We are asked to solve for \( y \). Let's isolate \( y \) on one side of the equation:

### Step-by-step solution:
1. Subtract \( ax \) from both sides:
   \[
   by = c - ax
   \]

2. Divide both sides by \( b \) to solve for \( y \):
   \[
   y = \frac{c - ax}{b}
   \]

So the solution for \( y \) is:
\[
y = \frac{c - ax}{b}
\]

Would you like further details or explanations on any step?

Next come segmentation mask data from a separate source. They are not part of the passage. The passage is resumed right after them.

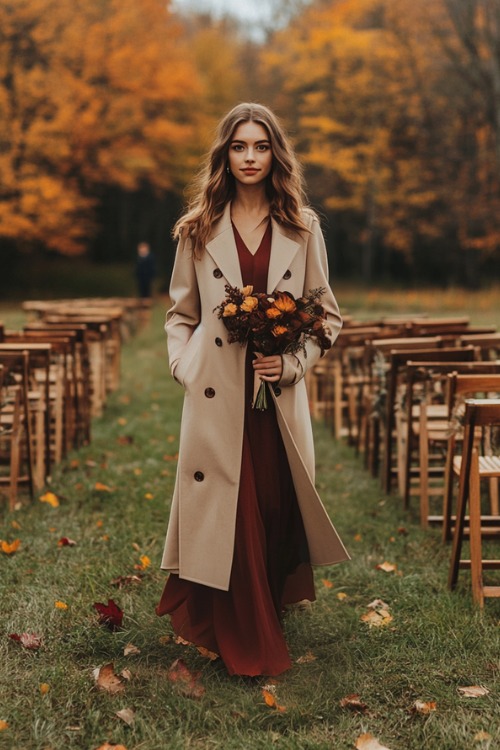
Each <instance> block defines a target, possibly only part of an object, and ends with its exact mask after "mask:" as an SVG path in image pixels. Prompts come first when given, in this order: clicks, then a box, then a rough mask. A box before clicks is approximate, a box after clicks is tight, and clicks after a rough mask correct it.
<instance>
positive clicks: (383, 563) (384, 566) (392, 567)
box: [375, 560, 397, 573]
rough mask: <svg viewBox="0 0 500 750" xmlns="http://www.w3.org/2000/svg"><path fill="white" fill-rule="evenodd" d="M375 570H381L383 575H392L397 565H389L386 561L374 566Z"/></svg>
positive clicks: (390, 563) (394, 570)
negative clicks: (383, 573) (383, 572)
mask: <svg viewBox="0 0 500 750" xmlns="http://www.w3.org/2000/svg"><path fill="white" fill-rule="evenodd" d="M375 568H376V569H377V570H383V571H384V573H393V572H394V571H395V570H396V568H397V565H395V564H394V563H389V562H387V560H386V561H385V562H383V563H379V564H378V565H376V566H375Z"/></svg>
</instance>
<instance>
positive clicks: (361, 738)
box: [355, 732, 389, 750]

Here are five related questions to expand your understanding:

1. How would you solve for \( x \) in the equation \( ax + by = c \)?
2. What happens if \( b = 0 \) in this equation? How does that affect the solution for \( y \)?
3. How would you rearrange the equation \( ax + by = c \) to express \( x \) in terms of \( y \)?
4. Can you solve the equation if given specific values for \( a \), \( b \), \( c \), and \( x \)?
5. How can this equation be interpreted geometrically in a coordinate plane?

**Tip**: When solving for a variable, always use inverse operations systematically to isolate the target variable.

This page provides a step-by-step solution for solving the linear equation ax + by = c, showing how to isolate y on one side of the equation. The solution explains inverse operations and the properties of linear equations. Ideal for students in Grades 9-11.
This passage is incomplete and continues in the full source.